Even if the significance of the long-standing rivalry may have been lost on some of the cheap seats, which were empty of red sweaters throughout the nail-biting evening, it was not lost on Mitch Smith of the University of Utah.
Just thinking about Thursday's BYU-Utah game kept Smith awake Wednesday night. Well, it wasn'tjust the game. It was what a couple of BYU players said about the game.
"I turned on the TV sports at 10:25," said Smith, "and I saw two BYU players (namely, Mike Smith and Kevin Santiago) saying that they were going to come to Utah and win.
"All that did was keep me awake. I was mad. I mean, I'm all for confidence. But I'm not going to say I'm going to beat somebody on their home floor."
So Smith, Utah's 6-8, 185-pound senior forward, was good and ready when they started Thursday's game, the 198th in the BYU-Utah series.
As it turned out, that was a good thing for he and his teammates.
Some days you hit all the lights green, or know all the answers, or hear your favorite songs every time you punch a button on the radio. That's the kind of game it was for Mitch Smith Thursday against BYU.
As a result, Utah won 90-86.
He didn't do it alone. There were a lot of other contributors. Jimmy Madison came off the bench and didn't miss a shot. Jon Hansen had 11 points and hit the game-icer. Freshman Josh Grant, who grew up in the shadow of the rivalry at East High, had a non-frosh-like near triple-double (24 points, nine rebounds, eight assists).
But it was Smith, properly riled up, who was everywhere he needed to be when he needed to be there.
Like, for instance, when the game began.
Smith controlled the tap, then went down to the Utah end, took a pass, went up for a shot, saw BYU's Mike Smith (no relation) in his way, threw the ball hard and high off the glass, timed the rebound perfectly, and tipped in his own deliberate miss.
Even the BYU Smith, who knows a decent offensive move when he sees one, was impressed.
"Hey, you did that on purpose," said Mike Smith to Mitch Smith as they changed ends.
Mitch Smith smiled.
"Actually," he confessed later, "I learned that move watching Mike Smith. I'd seen him do that before."
The Utes protected the lead their Smith had given them. Near the end of the first half, they were up by five, 50-45, with just a few seconds left.

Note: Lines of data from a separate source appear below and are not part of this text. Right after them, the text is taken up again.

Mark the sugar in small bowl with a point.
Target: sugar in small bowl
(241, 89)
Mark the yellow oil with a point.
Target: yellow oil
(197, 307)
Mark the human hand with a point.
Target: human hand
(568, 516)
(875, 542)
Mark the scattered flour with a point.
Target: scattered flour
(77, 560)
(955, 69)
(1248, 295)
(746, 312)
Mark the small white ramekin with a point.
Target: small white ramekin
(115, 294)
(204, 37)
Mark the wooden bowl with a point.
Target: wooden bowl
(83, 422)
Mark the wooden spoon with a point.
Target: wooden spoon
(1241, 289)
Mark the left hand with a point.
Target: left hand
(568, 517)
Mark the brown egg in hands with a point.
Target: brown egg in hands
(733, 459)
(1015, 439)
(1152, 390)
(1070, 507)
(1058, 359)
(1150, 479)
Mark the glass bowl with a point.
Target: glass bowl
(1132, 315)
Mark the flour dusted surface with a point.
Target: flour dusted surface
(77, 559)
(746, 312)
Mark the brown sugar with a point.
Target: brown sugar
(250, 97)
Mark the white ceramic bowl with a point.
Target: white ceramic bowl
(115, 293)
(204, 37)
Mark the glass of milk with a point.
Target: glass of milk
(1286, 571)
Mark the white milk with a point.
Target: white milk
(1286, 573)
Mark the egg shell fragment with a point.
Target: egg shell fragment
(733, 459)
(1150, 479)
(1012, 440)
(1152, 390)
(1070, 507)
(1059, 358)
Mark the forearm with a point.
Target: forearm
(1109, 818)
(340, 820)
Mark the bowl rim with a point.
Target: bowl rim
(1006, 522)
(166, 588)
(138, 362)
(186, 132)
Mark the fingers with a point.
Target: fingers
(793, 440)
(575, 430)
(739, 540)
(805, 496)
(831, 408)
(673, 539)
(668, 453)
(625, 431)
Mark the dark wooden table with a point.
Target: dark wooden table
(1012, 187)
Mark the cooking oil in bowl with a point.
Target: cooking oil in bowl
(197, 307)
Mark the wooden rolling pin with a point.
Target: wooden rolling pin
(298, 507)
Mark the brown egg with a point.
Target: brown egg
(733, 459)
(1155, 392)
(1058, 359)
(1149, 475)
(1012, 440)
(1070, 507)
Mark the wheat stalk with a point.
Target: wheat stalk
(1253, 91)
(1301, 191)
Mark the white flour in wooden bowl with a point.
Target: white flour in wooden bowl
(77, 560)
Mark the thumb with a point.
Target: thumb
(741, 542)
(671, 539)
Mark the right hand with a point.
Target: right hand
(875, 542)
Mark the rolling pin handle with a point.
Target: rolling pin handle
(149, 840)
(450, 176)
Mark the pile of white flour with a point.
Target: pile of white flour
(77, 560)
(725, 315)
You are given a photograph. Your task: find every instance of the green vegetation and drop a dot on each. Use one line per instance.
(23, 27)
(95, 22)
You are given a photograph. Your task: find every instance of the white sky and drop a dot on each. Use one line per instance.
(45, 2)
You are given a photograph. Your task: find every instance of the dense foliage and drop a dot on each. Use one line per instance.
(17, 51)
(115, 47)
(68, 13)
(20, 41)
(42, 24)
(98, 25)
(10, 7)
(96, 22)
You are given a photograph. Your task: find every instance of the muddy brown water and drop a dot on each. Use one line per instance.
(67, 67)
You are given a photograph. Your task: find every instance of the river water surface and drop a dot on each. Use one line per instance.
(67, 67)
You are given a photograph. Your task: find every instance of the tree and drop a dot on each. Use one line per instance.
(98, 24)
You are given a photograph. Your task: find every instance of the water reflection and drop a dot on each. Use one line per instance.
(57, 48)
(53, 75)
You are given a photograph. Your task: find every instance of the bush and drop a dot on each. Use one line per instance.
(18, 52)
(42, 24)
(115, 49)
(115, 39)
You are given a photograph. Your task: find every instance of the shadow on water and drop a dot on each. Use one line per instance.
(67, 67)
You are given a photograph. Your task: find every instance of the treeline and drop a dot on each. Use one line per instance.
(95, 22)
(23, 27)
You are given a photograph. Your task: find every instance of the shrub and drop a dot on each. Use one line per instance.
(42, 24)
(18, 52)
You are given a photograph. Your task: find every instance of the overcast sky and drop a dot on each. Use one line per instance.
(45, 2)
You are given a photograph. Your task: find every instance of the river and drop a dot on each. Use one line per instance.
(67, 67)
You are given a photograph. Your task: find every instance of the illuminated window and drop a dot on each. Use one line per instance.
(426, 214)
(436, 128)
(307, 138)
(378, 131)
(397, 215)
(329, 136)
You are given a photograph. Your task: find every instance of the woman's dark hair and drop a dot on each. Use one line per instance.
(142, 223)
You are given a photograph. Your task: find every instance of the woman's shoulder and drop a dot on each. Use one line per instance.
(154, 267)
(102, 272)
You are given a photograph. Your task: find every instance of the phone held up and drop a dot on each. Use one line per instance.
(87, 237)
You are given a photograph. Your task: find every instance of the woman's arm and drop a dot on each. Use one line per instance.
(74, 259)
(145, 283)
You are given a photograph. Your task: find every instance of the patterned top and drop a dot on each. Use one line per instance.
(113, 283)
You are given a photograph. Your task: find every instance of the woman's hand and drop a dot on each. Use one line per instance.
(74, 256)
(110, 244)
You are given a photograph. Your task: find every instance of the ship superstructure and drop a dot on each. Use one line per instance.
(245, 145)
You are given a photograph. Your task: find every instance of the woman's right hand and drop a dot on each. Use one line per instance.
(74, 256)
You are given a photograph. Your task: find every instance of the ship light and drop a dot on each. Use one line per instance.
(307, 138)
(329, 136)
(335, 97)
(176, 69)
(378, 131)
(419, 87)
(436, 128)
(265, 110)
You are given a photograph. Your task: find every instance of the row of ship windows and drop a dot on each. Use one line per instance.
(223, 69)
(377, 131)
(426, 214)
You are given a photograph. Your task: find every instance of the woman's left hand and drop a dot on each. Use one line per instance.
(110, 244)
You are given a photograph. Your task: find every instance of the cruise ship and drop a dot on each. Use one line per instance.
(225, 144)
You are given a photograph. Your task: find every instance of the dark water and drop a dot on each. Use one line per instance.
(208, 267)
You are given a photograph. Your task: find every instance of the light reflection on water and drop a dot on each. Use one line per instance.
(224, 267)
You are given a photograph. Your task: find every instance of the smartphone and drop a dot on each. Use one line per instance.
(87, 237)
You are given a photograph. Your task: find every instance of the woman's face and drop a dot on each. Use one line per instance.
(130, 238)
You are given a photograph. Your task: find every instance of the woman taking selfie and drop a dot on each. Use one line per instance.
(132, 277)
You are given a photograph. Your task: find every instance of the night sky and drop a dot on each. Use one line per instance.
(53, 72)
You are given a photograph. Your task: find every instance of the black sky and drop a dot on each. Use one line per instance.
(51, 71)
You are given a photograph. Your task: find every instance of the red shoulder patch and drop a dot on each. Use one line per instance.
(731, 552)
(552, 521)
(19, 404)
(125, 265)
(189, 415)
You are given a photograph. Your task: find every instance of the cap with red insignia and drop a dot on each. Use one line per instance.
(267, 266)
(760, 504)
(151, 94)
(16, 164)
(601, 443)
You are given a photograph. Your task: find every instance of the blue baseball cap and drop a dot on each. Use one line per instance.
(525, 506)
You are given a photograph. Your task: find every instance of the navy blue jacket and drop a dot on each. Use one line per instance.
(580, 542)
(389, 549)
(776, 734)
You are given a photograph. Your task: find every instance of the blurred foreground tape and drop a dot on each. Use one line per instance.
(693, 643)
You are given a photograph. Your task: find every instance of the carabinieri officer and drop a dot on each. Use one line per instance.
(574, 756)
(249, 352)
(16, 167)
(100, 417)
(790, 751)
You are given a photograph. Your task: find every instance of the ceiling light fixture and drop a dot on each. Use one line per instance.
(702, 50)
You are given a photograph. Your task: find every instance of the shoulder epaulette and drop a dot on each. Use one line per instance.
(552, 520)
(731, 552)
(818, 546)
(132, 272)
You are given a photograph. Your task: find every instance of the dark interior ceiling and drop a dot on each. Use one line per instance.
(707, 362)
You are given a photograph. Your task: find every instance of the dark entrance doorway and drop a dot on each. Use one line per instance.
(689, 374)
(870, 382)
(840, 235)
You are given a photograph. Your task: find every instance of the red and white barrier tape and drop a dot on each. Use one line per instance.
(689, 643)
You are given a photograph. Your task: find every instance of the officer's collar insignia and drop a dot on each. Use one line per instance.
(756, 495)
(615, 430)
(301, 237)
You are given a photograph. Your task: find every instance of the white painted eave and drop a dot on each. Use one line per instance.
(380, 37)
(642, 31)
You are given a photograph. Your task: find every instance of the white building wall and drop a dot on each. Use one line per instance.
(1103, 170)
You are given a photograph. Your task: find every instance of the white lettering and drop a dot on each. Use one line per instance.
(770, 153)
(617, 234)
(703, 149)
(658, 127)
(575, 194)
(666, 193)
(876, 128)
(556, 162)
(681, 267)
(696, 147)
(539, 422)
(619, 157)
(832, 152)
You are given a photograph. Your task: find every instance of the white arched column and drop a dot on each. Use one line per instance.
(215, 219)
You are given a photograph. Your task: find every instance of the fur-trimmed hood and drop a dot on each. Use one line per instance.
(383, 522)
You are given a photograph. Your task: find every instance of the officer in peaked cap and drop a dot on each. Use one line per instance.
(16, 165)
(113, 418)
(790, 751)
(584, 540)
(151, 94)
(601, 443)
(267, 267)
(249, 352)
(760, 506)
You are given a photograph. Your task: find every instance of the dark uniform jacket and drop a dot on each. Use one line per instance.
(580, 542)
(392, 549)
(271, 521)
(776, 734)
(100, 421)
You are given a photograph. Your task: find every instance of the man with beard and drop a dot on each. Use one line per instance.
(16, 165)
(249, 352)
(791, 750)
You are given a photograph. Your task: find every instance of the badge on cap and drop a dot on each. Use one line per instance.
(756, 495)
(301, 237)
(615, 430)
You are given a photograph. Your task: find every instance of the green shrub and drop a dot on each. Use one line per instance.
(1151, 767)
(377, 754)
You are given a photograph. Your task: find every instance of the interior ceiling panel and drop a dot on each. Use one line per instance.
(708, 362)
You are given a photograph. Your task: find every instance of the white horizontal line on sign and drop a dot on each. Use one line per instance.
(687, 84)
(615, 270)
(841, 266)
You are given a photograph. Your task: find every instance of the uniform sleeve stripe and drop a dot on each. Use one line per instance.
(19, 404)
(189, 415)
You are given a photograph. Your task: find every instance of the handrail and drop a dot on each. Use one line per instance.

The plan was to have Mark Lenoir get the inbounds pass and use his speed to fly through the BYU defense and lay in the ball from the left side of the basket.
Well, Mitch Smith knew it was possible that if Lenoir should happen to miss, the ball would come off hard to the right.
"That happens about 67 percent of the time on that kind of shot, if it misses," said Smith.
So he raced down to the right side of the basket and waited.
When Lenoir missed, Smith got the rebound and tipped in the basket just before the horn.
"Jon Hansen was there too," Smith said of his teammate. "I had to shove him out of the way to get the ball."
Those two plays, to start and finish the first half, were just enough to provide Utah with its four-point margin of victory.
Of course, it wasn't that simple.
In the second half, BYU rallied, and it appeared the Cougars might run past the Utes.
The first serius challenge came at 6:21, when BYU pulled within a point, 78-77. Anxiety was thick in the air for Utah's ensuing possession. But Smith kept cool enough to notice that BYU's 1-3-1 zone was having a tendency to float toward the foul line as the Utes reversed the ball back and forth.
He hung low, near the baseline, and when the ball came he had a clear lane for an easy dunk.
Then, seconds later, he stole a Mike Smith pass intended for Steve Schreiner to set up Josh Grant with a big fastbreak basket and give Utah five points worth of breathing room at 82-77.
"We chart their assist patterns," said Smith. "(Marty) Haws usually passes to Smith, and Smith usually passes to Schreiner. When Smith had the ball I moved over closer to Schreiner . . . The rest was larceny.
"I have to hand it to our coaches," said Smith. "I think they were up 68 hours watching film for this one."
Still, Utah squandered its 5-point lead yet again, and, with but an 88-86 led with 55 seconds to play, it remained for the Utah Smith to once again find himself in the right place at the right time.
The Utes had Mike Smith well covered as BYU angled for a game-tying shot. BYU's John Fish, subsequently, got a step on Utah's defense and made a move to the basket - only to find Mitch Smith stepping in to steal the ball away.
"He didn't see me," said Mitch. "Usually, you don't want to reach in and gamble in that kind of a situation. But there it was (the ball), so I swatted at it."
"I really thought that was it," said Smith. I thought the only thing that could go wrong now is if they foul me and I have to go to the line."
They didn't, and he was right. That was it. Hansen soon nailed his field goal to ice the win. After that it was all over but the showering - that, and getting home for the 10:25 sports.